问题
I am drawing up some graphs for a math class, and I can't get the spacing for peacewise definitions quite right in the plot legend. I am currently using
\,
for a single space in TeX, but run into a situation where one is slightly farther up than other maybe due to how much the equations to the left take up. Here is my code
import matplotlib.pyplot as plt
import numpy as np
import math as math
# 0-1
x = np.linspace(0, 1)
y = np.power(x, 2)
plt.plot(x, y, label=r"$t^2 \,\,\,\,\,\, 0 \leq t \leq 1$")
#1-2
x = [1,2]
y = [1,1]
plt.plot(x, y, label=r"$1 \,\,\,\,\,\,\, 1 < t \leq 2$")
#2-3
x = np.linspace(2, 3)
y = 3-x
plt.plot(x, y, label=r"$3 - t \,\,\,\, 2 < t \leq 3$")
plt.grid()
plt.axis([0,3,0,1.5])
plt.legend(loc='upper right')
plt.show()
Here is the result
How do I format this effectively in a way that will always work regardless of the pixel sizes on the left?
回答1:
You can certainly improve on the spacing by accessing a lower level of LaTeX. To begin, at the top of your plots run:
from matplotlib import rc
rc('text', usetex=True)
Using a combination of \makebox and \hfill you can pad out the spaces between the two sections:
label=r"\makebox[4cm]{$t^2$ \hfill $0 \leq t \leq 1$}"

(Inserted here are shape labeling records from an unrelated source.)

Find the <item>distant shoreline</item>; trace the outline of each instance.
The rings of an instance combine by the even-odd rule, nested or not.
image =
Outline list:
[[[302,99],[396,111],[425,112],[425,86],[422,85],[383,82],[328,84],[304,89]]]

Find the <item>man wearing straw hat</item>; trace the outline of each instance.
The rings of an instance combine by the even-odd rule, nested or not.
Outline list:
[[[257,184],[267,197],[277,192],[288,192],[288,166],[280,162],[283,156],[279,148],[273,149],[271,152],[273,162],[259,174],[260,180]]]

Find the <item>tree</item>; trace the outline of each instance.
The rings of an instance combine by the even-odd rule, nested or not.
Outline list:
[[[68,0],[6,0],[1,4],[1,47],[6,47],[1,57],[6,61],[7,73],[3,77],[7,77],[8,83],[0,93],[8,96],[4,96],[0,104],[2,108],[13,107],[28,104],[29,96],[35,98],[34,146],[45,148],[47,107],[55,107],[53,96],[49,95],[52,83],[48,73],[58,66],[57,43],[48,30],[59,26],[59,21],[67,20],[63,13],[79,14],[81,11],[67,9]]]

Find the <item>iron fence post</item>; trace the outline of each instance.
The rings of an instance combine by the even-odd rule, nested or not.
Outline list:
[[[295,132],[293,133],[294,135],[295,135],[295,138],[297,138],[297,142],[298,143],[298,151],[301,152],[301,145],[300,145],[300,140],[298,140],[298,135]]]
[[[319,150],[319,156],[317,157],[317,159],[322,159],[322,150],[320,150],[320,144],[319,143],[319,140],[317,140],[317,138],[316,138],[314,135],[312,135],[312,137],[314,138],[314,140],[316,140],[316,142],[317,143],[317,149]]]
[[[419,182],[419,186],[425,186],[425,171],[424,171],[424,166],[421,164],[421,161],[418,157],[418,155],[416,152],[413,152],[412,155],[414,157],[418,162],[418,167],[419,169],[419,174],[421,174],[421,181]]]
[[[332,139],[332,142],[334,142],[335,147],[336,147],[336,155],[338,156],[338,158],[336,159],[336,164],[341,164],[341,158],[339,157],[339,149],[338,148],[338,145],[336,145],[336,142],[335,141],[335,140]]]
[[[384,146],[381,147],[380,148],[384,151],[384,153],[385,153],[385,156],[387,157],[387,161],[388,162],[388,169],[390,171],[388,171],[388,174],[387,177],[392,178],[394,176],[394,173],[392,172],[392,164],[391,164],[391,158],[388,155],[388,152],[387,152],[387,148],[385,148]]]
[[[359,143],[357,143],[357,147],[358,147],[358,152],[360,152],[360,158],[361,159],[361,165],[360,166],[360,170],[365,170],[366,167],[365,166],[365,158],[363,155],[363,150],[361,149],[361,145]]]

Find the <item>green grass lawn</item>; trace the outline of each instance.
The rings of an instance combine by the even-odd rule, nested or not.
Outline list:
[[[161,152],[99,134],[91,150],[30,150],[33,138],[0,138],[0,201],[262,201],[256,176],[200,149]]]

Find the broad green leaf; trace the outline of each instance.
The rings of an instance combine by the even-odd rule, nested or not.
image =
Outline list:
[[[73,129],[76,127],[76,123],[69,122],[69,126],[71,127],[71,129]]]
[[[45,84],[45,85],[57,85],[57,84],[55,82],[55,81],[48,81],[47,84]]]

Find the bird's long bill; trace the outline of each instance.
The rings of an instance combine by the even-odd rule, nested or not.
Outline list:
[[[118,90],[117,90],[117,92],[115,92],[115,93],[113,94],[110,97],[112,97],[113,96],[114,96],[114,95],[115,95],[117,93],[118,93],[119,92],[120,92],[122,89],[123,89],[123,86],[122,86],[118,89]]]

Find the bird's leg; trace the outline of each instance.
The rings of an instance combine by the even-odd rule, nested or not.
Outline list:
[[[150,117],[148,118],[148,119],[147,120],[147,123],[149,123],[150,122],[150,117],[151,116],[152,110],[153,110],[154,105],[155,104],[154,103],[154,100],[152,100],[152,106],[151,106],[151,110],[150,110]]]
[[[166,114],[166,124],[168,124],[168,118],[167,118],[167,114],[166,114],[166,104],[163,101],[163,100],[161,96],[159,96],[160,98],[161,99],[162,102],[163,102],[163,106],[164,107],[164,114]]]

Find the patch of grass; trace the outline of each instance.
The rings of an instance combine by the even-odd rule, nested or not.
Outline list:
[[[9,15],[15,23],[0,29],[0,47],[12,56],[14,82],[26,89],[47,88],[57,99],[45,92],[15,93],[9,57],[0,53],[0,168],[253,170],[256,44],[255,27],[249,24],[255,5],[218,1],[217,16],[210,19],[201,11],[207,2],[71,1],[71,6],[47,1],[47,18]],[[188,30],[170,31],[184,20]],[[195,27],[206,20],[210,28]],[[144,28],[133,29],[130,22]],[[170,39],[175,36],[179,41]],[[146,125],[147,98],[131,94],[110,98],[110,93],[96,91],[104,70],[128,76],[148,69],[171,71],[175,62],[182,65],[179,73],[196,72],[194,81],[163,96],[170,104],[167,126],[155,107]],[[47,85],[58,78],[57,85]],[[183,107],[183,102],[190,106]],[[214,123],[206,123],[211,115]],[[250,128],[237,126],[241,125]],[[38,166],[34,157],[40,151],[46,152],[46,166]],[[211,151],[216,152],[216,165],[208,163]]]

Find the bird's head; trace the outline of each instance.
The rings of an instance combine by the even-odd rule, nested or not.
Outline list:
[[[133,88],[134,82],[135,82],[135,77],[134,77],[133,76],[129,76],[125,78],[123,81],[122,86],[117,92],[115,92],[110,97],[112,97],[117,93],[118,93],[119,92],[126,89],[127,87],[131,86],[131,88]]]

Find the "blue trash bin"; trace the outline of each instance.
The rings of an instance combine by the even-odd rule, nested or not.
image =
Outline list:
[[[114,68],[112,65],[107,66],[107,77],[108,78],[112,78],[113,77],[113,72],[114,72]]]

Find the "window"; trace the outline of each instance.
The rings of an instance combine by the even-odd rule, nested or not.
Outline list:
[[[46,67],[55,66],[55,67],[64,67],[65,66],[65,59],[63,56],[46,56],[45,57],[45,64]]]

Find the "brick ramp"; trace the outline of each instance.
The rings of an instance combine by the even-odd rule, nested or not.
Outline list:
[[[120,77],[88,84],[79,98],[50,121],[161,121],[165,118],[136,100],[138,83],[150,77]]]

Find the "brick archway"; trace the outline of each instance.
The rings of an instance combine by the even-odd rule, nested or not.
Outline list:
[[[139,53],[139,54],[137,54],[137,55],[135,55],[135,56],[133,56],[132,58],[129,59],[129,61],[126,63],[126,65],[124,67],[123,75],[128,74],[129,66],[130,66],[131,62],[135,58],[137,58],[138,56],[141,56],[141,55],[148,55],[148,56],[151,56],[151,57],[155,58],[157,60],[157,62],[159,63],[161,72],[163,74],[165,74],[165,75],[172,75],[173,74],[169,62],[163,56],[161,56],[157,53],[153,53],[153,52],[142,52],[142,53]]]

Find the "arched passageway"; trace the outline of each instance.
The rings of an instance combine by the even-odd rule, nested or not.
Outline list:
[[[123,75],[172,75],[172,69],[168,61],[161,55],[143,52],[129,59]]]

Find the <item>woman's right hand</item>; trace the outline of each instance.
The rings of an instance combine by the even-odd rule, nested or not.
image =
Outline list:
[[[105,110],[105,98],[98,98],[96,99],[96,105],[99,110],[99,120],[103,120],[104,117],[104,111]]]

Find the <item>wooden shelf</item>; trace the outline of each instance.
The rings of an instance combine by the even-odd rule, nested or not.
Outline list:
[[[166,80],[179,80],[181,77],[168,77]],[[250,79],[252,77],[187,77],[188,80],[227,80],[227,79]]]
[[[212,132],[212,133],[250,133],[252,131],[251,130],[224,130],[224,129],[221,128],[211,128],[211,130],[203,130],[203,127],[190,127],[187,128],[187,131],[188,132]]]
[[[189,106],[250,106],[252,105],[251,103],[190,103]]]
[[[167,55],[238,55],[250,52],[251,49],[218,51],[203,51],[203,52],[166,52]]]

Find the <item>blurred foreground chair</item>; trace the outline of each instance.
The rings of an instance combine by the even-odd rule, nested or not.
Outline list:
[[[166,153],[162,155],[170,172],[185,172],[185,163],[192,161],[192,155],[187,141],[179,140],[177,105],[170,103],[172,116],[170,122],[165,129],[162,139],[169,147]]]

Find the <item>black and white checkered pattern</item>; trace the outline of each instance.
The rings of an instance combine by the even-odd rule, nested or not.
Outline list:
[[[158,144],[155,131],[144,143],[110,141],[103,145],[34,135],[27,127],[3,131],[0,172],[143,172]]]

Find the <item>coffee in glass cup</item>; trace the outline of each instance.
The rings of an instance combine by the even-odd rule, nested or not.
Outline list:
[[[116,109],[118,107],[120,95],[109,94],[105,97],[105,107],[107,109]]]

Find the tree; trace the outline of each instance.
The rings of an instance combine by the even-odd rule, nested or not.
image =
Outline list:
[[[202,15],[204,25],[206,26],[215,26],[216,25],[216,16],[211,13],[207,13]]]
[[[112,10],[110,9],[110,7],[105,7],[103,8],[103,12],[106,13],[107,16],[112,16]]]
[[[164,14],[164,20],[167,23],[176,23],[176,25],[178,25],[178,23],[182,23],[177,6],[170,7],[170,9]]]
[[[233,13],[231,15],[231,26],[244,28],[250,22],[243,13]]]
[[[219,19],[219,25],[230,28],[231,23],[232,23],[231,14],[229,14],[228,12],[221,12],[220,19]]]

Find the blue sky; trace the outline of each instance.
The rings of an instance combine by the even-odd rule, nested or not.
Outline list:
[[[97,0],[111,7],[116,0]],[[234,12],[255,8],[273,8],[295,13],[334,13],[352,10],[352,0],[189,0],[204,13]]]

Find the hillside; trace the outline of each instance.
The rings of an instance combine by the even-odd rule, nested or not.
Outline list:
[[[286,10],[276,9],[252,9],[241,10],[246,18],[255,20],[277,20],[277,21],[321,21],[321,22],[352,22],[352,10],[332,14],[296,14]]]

label=r"\makebox[4cm]{$1$ \hfill $1 < t \leq 2$}"
label=r"\makebox[4cm]{$3 - t$ \hfill $2 < t \leq 3$}"
Admittedly this isn't perfect, but with a combination of multiple \makebox
and fills you can fine tune what you need. Ideally, you could write a custom legend handler that is "aware" of a multi-line block of TeX, but I'm sure this is non-trivial.